The Entire Story of the Bible is About Jesus :: By Sean Gooding

John 5:46

“For if you believed Moses, you would believe Me; for he wrote about Me.”

Luke 24:44-48

“Then He said to them, ‘These are the words which I spoke to you while I was still with you, that all things must be fulfilled which were written in the Law of Moses and the Prophets and the Psalms concerning Me.’ And He opened their understanding, that they might comprehend the Scriptures. Then He said to them, ‘Thus it is written, and thus it was necessary for the Christ to suffer and to rise from the dead the third day, and that repentance and remission of sins should be preached in His name to all nations, beginning at Jerusalem.’”

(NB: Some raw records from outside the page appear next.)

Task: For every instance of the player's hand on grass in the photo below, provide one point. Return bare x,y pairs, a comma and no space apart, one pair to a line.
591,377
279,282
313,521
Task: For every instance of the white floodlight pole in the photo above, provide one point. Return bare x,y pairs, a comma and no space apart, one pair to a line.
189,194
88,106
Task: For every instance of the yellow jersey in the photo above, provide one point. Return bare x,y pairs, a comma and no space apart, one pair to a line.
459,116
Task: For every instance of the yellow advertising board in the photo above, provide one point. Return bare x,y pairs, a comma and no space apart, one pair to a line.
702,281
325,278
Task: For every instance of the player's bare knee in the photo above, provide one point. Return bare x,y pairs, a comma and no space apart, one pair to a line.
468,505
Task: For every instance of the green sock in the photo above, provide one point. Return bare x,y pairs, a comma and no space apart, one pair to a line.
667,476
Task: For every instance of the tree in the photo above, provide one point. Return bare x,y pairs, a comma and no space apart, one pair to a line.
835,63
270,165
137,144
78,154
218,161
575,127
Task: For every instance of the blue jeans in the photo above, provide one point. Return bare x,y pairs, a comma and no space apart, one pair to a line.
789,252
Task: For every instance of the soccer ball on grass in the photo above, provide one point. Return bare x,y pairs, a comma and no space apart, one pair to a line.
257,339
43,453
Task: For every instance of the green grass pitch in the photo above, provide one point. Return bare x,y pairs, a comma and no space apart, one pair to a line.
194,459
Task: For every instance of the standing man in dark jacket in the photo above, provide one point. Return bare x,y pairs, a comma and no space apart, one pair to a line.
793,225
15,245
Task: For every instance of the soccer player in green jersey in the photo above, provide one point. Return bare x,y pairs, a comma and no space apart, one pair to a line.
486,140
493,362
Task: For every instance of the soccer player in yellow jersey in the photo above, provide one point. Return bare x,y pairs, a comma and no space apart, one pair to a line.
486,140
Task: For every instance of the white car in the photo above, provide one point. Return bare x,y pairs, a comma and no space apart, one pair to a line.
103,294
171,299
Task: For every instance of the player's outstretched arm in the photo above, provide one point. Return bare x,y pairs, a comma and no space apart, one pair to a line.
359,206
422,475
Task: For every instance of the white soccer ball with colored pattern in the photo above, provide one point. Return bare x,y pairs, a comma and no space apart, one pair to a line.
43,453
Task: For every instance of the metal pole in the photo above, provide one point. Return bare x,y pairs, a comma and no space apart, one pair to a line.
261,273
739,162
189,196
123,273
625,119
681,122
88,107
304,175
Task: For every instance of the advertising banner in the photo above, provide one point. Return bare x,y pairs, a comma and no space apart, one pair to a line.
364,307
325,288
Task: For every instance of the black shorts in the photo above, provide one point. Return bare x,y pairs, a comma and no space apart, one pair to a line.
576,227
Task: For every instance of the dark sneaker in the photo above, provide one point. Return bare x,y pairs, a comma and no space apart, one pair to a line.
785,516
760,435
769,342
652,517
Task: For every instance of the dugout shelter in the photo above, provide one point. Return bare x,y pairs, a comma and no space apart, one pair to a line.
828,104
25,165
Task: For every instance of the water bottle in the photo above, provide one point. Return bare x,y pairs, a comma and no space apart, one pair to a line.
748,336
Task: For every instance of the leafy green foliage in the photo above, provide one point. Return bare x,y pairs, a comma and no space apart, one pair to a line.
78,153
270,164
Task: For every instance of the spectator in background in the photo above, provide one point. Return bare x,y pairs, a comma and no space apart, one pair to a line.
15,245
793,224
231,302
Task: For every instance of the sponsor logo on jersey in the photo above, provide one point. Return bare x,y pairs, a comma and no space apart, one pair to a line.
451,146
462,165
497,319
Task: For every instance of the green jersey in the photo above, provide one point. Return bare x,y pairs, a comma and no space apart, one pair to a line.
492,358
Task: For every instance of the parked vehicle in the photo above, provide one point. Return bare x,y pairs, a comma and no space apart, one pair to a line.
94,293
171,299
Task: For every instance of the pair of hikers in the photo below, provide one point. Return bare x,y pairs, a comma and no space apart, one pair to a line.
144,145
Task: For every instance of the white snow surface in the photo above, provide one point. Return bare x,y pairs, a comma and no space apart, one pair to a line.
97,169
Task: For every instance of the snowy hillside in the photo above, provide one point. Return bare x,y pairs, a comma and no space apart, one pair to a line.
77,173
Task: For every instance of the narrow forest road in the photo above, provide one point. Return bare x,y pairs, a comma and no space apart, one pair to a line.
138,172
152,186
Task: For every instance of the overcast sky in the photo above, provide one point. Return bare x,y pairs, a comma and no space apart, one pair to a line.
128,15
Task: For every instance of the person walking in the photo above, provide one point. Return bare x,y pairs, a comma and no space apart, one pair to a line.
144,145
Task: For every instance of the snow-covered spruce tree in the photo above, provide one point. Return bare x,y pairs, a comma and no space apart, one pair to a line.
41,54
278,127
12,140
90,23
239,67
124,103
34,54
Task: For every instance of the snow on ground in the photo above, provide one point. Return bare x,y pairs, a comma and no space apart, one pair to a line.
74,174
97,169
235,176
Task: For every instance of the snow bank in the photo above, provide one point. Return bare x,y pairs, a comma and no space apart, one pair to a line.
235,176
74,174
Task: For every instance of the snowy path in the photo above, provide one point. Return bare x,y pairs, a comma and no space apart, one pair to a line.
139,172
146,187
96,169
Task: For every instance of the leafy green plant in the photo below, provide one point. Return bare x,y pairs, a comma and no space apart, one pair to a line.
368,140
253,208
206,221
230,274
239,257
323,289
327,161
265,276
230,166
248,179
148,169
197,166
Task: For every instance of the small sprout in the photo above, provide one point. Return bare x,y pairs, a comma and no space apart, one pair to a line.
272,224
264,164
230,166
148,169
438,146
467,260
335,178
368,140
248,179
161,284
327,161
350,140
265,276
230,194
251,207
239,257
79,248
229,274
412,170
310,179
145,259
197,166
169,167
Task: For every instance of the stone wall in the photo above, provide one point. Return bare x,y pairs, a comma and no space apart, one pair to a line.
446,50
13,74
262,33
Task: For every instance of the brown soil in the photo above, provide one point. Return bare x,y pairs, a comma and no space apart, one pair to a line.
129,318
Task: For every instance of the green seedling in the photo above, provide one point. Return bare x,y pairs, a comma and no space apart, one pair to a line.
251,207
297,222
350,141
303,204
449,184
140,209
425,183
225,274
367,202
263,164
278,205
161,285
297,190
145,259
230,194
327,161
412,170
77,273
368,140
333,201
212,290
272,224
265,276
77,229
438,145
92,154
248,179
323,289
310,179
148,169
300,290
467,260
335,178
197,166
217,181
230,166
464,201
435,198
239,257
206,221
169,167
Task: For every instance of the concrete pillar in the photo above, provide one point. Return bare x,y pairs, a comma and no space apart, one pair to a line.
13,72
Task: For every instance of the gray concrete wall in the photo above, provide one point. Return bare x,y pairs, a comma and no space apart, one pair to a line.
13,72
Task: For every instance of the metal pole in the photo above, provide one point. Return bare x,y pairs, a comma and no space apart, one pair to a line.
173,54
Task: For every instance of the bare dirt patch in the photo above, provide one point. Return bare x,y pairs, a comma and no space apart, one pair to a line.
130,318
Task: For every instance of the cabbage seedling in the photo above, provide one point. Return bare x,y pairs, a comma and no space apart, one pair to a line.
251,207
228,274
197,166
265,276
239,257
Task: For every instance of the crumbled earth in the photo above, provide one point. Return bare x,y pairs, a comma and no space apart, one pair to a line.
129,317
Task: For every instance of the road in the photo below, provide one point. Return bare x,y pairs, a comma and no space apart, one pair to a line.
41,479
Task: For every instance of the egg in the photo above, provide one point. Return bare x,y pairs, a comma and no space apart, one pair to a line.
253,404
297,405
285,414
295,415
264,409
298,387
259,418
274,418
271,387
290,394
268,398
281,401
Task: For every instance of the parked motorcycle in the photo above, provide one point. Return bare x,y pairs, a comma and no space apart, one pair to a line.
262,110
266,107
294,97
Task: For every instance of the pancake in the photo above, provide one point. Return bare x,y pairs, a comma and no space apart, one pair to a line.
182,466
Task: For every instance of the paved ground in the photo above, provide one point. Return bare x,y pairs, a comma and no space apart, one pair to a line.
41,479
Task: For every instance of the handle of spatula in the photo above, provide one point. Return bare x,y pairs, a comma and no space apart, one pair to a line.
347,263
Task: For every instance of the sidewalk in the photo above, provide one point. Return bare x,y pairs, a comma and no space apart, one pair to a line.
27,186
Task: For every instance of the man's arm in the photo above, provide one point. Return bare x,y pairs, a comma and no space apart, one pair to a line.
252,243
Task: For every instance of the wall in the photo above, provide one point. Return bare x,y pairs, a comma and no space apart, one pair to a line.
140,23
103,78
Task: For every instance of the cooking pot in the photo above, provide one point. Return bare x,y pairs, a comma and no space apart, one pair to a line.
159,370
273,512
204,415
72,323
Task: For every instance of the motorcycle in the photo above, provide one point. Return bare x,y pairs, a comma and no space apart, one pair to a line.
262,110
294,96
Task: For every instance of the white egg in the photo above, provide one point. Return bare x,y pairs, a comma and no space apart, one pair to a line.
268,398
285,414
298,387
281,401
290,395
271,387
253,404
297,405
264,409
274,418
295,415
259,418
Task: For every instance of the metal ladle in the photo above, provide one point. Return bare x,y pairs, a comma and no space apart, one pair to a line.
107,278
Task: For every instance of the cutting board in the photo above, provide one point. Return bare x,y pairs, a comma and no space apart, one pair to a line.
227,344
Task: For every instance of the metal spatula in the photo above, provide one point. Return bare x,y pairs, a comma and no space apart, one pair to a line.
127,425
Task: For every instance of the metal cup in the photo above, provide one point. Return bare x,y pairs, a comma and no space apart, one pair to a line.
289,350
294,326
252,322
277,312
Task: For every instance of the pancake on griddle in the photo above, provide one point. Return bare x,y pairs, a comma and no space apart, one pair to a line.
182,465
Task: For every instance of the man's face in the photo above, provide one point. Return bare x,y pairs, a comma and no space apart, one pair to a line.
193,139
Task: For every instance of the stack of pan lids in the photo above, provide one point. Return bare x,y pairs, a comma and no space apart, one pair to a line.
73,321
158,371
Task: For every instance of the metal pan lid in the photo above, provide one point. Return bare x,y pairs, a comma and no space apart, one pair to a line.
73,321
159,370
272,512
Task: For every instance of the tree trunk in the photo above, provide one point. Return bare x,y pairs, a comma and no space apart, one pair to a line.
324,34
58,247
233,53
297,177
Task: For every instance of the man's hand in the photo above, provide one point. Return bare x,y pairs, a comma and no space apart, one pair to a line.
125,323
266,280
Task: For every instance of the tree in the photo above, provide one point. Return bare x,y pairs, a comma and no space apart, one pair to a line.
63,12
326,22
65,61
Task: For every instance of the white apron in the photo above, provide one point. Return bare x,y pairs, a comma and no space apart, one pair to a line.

Jesus, the same yesterday, today, and tomorrow. One of the cries that we see from many today is that they think that Jesus would teach differently today than He did when He walked the earth. Many would say that Jesus would have ‘learned more’ and that His teaching would be different. Many try to make it look like Jesus and Paul taught differently about things, and that if Paul were to teach today, there would be very different teachings. Nothing could be further from the truth. Jesus did not abolish the law of Moses; He fulfilled it and obeyed it right down to the nth degree.

The entire Bible is about Jesus.

Just this morning in my devotions, I was reading from Matthew about the birth of Jesus, the new King of the Jews, and the Scribes were able to quote Micah 5:2. And then when the children were hunted down and killed by Herod, we are told that this is a fulfillment of another prophecy from Jeremiah 31:15. We can go on and on, but over and over we see that event after event in the life of Jesus is supported by an Old Testament prophecy. There are some 309 prophecies about Him that are fulfilled in the New Testament.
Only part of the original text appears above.